Fruits of Your Labor
Besides providing an opportunity for good-will giving, non-profit organizations like the custom electronics industry’s Elf are also an object lesson in small-business management.
CustomRetailer: Tell us a little about the Elf Foundation’s history and where you are, as you begin your eighth year as a non-profit.
Doug Weinstein: Elf Foundation [which creates entertainment theaters in children’s hospitals through the generosity of the custom electronics industry’s integrators and manufacturers] was incorporated July 2001, and made $76,000 in donations and opened six projects our first year. Last year, we opened 10 new theaters and donated over $850,000. There are now 70 Room of Magic theaters open in North America, which were created with the involvement of about 60 integrators. We are currently working on 45 projects that take us out to 2015, and are working with many new dealers. And this year, at CEDIA Expo, we’ll interview more. We don’t recruit—it’s totally volunteer. We’ve also worked with about 100 manufacturers, although there’s a core 10 that are Platinum sponsors, who were there since the beginning.
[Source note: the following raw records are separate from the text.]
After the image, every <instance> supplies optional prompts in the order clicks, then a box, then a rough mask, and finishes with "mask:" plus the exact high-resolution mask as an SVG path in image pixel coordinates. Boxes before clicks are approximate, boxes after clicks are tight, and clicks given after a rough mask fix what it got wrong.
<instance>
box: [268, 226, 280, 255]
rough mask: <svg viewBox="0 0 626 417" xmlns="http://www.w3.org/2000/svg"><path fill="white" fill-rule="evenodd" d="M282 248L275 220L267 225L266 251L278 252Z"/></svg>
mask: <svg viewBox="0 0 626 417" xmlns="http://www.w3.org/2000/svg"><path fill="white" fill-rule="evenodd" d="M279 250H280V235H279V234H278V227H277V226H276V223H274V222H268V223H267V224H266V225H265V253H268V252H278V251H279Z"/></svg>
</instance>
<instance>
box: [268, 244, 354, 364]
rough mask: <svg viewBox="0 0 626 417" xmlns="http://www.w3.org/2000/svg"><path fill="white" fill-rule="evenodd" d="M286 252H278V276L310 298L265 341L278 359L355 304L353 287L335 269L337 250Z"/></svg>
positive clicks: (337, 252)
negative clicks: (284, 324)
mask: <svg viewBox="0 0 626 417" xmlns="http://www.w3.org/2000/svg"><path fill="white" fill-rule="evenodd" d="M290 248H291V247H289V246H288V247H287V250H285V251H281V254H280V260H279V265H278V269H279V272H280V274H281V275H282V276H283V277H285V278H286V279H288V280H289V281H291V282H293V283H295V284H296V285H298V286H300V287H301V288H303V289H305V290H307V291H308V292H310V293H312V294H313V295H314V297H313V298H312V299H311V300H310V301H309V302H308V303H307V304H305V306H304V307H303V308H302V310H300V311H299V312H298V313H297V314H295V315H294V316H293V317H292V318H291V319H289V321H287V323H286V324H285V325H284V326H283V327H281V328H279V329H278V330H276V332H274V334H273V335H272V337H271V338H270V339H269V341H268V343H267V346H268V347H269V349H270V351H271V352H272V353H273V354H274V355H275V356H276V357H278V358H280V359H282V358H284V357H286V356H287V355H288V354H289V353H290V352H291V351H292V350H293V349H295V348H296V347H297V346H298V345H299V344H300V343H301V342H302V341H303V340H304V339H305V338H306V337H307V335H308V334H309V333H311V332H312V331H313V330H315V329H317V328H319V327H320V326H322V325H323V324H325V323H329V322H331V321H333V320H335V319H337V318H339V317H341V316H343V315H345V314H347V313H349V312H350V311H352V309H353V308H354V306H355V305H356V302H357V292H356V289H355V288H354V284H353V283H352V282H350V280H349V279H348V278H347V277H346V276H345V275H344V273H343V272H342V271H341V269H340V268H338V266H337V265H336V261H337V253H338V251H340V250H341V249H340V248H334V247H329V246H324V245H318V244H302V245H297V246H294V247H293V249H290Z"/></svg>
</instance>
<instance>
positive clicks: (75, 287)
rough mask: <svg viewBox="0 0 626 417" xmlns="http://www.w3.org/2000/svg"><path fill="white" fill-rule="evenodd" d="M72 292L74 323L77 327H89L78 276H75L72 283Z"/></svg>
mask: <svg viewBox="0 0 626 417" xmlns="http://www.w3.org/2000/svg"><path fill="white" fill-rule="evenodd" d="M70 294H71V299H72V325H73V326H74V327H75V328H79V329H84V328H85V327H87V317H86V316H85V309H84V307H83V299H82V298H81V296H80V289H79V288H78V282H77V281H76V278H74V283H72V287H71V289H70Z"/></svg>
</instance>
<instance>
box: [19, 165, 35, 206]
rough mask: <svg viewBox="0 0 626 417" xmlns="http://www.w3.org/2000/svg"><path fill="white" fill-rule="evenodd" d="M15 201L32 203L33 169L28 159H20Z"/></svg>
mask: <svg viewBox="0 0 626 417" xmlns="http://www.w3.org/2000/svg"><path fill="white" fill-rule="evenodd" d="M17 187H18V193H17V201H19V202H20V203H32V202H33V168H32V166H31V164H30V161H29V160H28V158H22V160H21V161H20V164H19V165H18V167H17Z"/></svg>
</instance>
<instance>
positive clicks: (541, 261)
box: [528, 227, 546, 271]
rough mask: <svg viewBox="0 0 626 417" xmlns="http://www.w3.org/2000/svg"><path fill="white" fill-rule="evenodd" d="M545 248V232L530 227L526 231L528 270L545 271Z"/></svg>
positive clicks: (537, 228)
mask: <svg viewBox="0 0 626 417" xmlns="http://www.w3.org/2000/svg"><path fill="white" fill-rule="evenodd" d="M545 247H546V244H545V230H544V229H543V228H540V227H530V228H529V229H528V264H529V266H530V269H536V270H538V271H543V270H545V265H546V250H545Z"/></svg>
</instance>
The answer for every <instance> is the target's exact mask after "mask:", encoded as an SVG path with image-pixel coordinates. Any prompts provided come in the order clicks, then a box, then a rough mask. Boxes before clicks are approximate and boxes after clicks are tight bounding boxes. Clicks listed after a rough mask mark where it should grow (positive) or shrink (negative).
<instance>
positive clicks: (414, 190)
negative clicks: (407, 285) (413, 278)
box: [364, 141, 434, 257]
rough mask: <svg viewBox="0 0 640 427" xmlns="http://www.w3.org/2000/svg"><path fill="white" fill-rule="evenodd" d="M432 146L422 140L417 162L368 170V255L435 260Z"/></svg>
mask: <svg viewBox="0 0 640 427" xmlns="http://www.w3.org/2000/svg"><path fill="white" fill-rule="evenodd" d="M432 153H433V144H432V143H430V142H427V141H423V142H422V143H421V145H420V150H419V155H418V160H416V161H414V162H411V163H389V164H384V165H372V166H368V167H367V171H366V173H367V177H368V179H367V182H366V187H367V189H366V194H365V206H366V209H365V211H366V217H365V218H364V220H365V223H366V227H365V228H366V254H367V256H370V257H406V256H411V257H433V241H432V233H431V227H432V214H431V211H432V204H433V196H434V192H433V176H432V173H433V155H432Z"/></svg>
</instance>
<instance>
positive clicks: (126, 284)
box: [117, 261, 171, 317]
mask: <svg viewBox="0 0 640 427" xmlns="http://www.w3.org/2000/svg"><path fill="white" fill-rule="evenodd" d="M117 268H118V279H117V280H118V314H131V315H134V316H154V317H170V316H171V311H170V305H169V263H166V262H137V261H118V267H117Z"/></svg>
They include Runco, Stewart, Sonance, Lutron, Yamaha, Crestron, Middle Atlantic, Chief, Monster Cable—and of course, CEDIA.
CR: How are you structured regarding corporate sponsors and dealer involvement?
Weinstein: Corporate sponsors make donations of money and/or equipment. They also sponsor fundraisers with equipment or services donations. Dealers perform all of the design and integration on a pro bono basis. Some also conduct local fundraisers to support their project. We average approximately 80 percent in in-kind equipment donations and 20 percent cash expenditure for each Room of Magic theater.
Our agreement with the dealer is they provide one year of free service to the hospital. That being said, every single dealer in every project has said, ‘I’ll take care of it for as long as I’m in business.’ They become a vendor, actually, and when a hospital builds a new wing, they are usually asked to submit a spec for doing the job, even though they may not be commercial integrators. Our dealers have already gone back into projects and replaced old plasmas, or they put new bulbs into projectors once a year. It ends up being a labor of love. Once they get into it, they all come back to me saying, ‘When I took my crew in to look at the project and they saw the kids, and told them, “We’re going to build you a movie theater and give you some Xbox 360s and put some computer terminals here,” and they looked at their reaction, then our whole company got infused with enthusiasm.’